As I said, this is quite possible. How many CPU cores does your computer 
have? (intention: figure out whether you tested for SMP-related bugs, too)

> As a matter of fact, the
> linux-live script from the 6.x series now uses 'aufs' (another union
> filesystem (...)), a rewrite of unionfs with same concepts but different
> interface. I am not adocating anything here; just stating the facts.
>   

BTW, Knoppix does the same, for the same reasons as the LFS LiveCD (bugs 
in the original unionfs). I have not hit any bugs in aufs in Knoppix, 
thus it may indeed be a working solution. Also, the "filesystem union" 
semantics provided by unionfs and aufs (as opposed to "copy-on-write 
block device" provided by device mapper) has the following benefits:

 * the amount of free space in the unioned filesystem is directly 
related to the amount of free RAM for tmpfs (as opposed to a fixed value 
determined by the contents of root.ext2 file)

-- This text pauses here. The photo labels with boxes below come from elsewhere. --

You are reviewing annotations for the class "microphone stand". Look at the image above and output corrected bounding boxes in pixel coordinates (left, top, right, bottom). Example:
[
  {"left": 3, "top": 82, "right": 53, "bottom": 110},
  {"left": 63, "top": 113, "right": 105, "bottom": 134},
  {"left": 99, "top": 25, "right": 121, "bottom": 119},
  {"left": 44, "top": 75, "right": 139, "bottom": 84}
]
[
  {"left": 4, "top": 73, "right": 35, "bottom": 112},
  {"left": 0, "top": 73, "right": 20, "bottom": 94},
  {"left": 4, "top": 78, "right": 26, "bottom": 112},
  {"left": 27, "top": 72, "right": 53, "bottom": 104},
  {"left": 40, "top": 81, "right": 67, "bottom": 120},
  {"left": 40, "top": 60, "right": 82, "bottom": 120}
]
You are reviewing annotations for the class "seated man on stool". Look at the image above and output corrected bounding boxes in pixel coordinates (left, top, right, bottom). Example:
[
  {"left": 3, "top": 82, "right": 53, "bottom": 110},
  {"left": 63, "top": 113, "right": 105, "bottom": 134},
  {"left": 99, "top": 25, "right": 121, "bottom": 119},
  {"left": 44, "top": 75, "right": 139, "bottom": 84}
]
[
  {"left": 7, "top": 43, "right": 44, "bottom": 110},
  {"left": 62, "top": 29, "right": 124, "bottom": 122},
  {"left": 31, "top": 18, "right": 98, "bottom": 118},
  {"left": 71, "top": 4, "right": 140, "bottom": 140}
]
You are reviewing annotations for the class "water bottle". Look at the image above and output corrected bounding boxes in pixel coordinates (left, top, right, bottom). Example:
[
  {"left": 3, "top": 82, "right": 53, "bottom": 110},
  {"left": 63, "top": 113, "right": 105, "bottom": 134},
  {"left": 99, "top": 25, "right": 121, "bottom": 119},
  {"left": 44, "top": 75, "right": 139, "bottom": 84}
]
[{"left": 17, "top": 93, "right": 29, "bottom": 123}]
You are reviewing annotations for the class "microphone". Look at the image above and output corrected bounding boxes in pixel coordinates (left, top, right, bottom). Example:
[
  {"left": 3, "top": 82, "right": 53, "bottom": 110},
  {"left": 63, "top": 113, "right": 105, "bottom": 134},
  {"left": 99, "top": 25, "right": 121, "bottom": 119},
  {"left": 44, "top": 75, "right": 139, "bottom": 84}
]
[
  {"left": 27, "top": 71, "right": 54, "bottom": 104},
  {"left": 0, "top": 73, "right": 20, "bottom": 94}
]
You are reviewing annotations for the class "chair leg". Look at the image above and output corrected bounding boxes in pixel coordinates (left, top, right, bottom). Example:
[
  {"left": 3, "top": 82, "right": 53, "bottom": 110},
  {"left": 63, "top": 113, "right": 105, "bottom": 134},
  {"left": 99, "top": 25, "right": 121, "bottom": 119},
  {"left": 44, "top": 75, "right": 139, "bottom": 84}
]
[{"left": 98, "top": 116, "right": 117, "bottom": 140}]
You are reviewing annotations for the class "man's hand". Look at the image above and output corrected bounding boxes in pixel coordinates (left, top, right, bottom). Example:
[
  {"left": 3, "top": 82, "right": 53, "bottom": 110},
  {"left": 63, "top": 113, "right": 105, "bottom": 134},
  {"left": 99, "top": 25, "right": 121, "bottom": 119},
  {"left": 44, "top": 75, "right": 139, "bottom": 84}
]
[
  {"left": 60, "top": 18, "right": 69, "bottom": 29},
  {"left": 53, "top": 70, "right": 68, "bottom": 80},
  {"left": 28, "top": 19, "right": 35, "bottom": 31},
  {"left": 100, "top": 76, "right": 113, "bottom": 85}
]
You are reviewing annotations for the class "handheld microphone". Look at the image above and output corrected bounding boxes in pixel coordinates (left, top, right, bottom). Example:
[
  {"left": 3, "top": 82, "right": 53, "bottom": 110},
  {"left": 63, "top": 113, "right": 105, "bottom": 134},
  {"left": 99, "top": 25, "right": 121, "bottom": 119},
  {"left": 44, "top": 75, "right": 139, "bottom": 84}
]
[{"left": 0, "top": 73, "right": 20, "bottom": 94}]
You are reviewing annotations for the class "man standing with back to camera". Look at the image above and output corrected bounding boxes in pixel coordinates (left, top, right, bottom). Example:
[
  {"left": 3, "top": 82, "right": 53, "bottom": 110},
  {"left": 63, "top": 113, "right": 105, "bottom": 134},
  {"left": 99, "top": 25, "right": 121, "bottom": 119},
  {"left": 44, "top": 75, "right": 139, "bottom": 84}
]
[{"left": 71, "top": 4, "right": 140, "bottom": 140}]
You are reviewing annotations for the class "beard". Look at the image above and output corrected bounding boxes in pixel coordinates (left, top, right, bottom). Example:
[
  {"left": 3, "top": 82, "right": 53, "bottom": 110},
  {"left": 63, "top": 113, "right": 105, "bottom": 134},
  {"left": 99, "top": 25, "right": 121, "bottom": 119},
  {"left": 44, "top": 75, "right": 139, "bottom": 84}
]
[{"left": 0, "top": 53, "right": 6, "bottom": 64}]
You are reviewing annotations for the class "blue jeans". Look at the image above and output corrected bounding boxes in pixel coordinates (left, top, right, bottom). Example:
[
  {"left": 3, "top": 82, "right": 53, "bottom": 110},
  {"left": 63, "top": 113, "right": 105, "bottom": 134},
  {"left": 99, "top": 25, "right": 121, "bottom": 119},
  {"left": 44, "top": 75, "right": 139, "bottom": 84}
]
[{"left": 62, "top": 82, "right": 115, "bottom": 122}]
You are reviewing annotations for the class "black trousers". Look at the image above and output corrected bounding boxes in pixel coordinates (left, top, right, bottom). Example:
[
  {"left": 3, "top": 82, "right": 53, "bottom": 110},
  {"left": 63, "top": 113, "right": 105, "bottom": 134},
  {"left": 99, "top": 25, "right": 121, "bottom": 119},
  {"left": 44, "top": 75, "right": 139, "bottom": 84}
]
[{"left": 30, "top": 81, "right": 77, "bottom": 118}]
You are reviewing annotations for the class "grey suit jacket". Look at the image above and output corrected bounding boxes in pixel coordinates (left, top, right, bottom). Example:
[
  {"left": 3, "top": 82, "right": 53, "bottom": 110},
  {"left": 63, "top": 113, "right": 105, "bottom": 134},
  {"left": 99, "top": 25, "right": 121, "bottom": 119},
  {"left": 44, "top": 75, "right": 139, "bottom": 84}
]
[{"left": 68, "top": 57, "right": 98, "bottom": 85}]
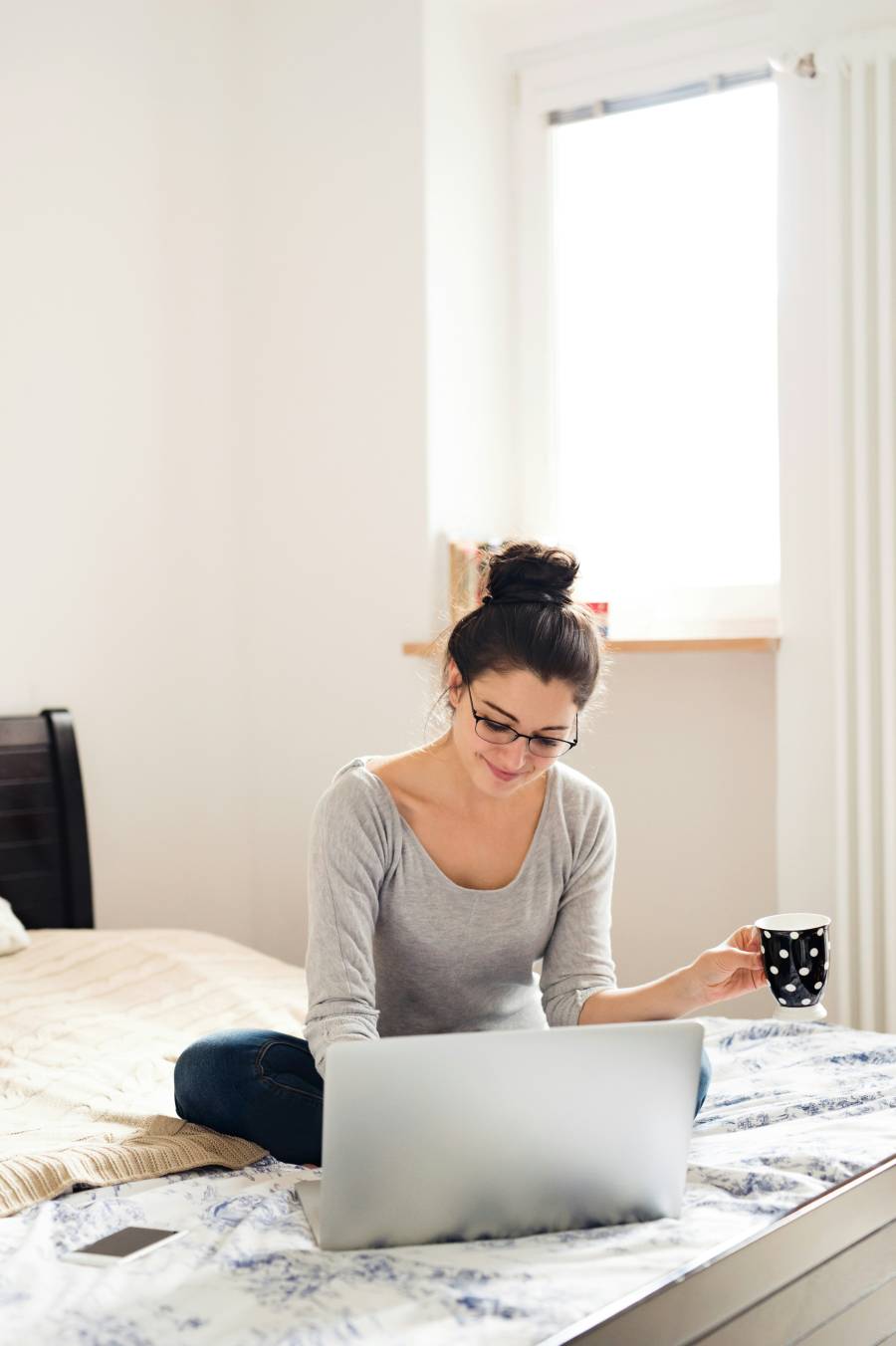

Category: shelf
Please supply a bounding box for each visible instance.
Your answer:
[401,635,781,658]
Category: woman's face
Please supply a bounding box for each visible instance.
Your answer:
[448,659,575,798]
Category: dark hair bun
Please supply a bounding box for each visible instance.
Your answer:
[483,542,578,603]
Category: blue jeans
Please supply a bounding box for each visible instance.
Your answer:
[175,1028,712,1164]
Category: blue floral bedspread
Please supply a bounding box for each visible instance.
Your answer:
[0,1016,896,1346]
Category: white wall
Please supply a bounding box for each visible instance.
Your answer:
[0,0,775,1013]
[0,0,253,938]
[242,0,430,960]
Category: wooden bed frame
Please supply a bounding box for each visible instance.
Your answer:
[0,711,896,1346]
[540,1155,896,1346]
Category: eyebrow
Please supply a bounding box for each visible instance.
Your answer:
[483,701,569,734]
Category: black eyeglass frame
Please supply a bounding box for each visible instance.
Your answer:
[467,682,578,761]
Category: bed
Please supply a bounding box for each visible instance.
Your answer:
[0,929,896,1346]
[0,712,896,1346]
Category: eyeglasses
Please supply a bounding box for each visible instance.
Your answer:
[467,682,578,757]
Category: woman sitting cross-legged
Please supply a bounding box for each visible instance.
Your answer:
[175,542,766,1163]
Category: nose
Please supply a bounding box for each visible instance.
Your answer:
[493,739,529,772]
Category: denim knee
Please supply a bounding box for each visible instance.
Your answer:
[173,1028,264,1127]
[694,1047,713,1117]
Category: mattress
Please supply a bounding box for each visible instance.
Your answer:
[0,932,896,1346]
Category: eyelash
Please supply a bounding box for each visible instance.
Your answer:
[486,720,562,743]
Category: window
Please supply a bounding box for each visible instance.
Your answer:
[549,76,781,634]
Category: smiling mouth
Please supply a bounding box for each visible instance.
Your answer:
[483,758,526,781]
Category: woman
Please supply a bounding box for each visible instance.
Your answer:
[175,543,766,1163]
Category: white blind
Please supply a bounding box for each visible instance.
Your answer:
[552,77,779,620]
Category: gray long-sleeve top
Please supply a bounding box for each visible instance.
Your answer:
[306,757,616,1075]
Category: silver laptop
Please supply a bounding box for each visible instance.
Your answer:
[296,1018,704,1249]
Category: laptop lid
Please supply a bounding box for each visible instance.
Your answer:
[311,1020,704,1249]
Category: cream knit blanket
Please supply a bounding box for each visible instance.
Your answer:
[0,930,308,1216]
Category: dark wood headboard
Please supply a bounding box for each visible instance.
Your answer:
[0,711,93,929]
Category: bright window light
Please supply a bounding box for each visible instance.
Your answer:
[552,80,781,615]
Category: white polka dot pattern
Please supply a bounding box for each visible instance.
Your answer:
[761,926,831,1009]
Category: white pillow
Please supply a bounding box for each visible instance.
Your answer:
[0,898,31,956]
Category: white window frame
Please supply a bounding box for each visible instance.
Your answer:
[512,4,779,634]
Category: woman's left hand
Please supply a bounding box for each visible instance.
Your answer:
[688,926,769,1005]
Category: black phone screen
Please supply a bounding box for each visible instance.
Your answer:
[73,1225,177,1257]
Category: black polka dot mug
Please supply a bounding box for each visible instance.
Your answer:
[754,911,830,1020]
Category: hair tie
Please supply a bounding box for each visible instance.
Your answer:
[482,591,571,607]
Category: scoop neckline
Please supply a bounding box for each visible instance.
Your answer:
[355,753,557,895]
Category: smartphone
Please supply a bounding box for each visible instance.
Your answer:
[61,1225,187,1266]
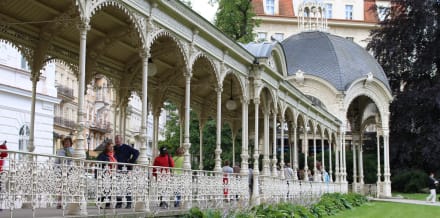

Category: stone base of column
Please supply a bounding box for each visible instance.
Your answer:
[134,202,150,213]
[382,182,392,197]
[66,203,87,216]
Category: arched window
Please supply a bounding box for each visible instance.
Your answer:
[18,125,30,151]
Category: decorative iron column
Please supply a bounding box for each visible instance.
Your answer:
[73,19,90,159]
[27,72,40,152]
[138,49,150,164]
[321,130,325,176]
[272,110,278,177]
[240,97,249,175]
[280,114,286,179]
[382,128,391,197]
[292,122,298,180]
[263,105,270,176]
[303,122,309,181]
[214,84,223,172]
[351,142,357,189]
[376,127,381,183]
[335,131,342,183]
[312,127,318,182]
[328,138,333,182]
[183,69,192,170]
[199,117,205,170]
[252,98,260,205]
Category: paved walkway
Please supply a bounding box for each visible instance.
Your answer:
[0,198,440,218]
[371,198,440,207]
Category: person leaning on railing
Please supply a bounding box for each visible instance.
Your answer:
[153,147,174,208]
[56,137,73,209]
[95,141,118,209]
[113,135,139,209]
[173,147,185,207]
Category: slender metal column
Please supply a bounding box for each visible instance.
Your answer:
[312,127,318,182]
[240,98,249,175]
[328,137,333,182]
[199,118,205,170]
[73,20,90,159]
[252,98,260,205]
[303,122,309,181]
[292,123,298,180]
[27,76,39,152]
[376,128,381,183]
[183,72,192,170]
[138,49,150,164]
[280,115,286,179]
[321,131,325,174]
[272,111,278,177]
[214,84,223,172]
[263,108,270,176]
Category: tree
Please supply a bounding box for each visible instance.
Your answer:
[210,0,260,43]
[367,0,440,174]
[158,102,241,170]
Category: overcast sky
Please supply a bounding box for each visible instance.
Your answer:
[191,0,217,22]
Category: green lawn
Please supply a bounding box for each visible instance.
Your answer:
[393,193,429,201]
[328,201,440,218]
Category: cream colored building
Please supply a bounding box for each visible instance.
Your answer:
[252,0,390,47]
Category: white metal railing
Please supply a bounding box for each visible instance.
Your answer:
[0,151,341,216]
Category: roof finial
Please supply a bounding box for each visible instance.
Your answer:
[298,0,328,32]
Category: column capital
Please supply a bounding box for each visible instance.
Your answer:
[215,85,223,94]
[76,18,90,32]
[139,47,151,59]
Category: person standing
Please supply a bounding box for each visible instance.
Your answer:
[173,147,185,207]
[113,135,139,209]
[426,172,438,203]
[96,141,118,209]
[0,141,8,211]
[56,137,73,209]
[153,147,175,208]
[0,141,8,174]
[222,160,234,201]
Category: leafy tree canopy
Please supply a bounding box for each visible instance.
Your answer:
[367,0,440,174]
[210,0,260,43]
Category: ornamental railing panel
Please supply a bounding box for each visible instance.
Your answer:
[0,151,344,216]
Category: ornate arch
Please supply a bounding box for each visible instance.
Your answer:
[146,29,188,67]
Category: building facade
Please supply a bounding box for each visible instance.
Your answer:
[252,0,390,47]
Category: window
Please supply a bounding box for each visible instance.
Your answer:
[345,5,353,20]
[377,6,389,21]
[18,125,30,151]
[272,33,284,42]
[325,4,333,19]
[21,56,29,70]
[257,32,267,42]
[266,0,275,15]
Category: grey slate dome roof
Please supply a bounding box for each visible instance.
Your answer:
[240,42,275,58]
[281,31,390,91]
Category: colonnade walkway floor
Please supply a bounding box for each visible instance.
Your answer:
[0,198,440,218]
[0,207,184,218]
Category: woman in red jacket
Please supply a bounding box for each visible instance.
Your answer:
[0,141,8,173]
[153,147,174,208]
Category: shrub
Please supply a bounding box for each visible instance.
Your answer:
[391,169,428,193]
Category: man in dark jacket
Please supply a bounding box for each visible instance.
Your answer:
[114,135,139,208]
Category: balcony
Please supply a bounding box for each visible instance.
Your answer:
[57,85,75,101]
[53,117,76,129]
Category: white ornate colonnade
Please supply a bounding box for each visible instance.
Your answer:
[0,0,346,215]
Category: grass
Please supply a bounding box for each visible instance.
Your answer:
[393,193,429,201]
[327,201,440,218]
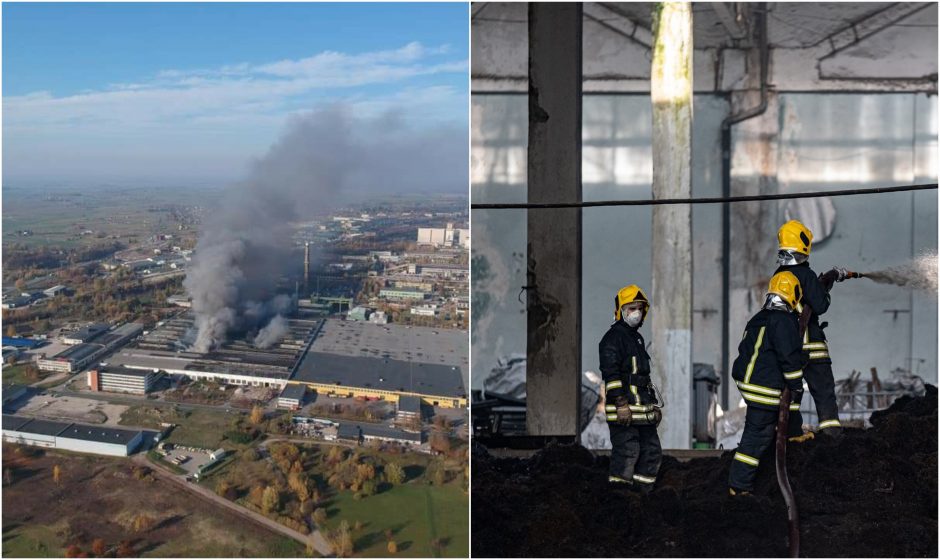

 * if one produces and then deletes a large file, the net result is "no 
change", i.e. the memory available to applications is the same as before 
(in contrast, this operation on a device-mapper based CD marks a lot of 
sectors as dirty, and, since there is no "dirty -> clean" transition, 
the RAM that stores their modified contents can only be reused for 
storing another file, not for memory allocation by applications)

Anyway, unionfs has been submitted for merging (and actually merged into 
the -mm kernel), thus, it is unclear which one of unionfs and aufs will 
survive in the long term.

-- 
Alexander E. Patrakov
Please remove [EMAIL PROTECTED] from your address book - this address will 
become invalid soon, after I quit my job at USU.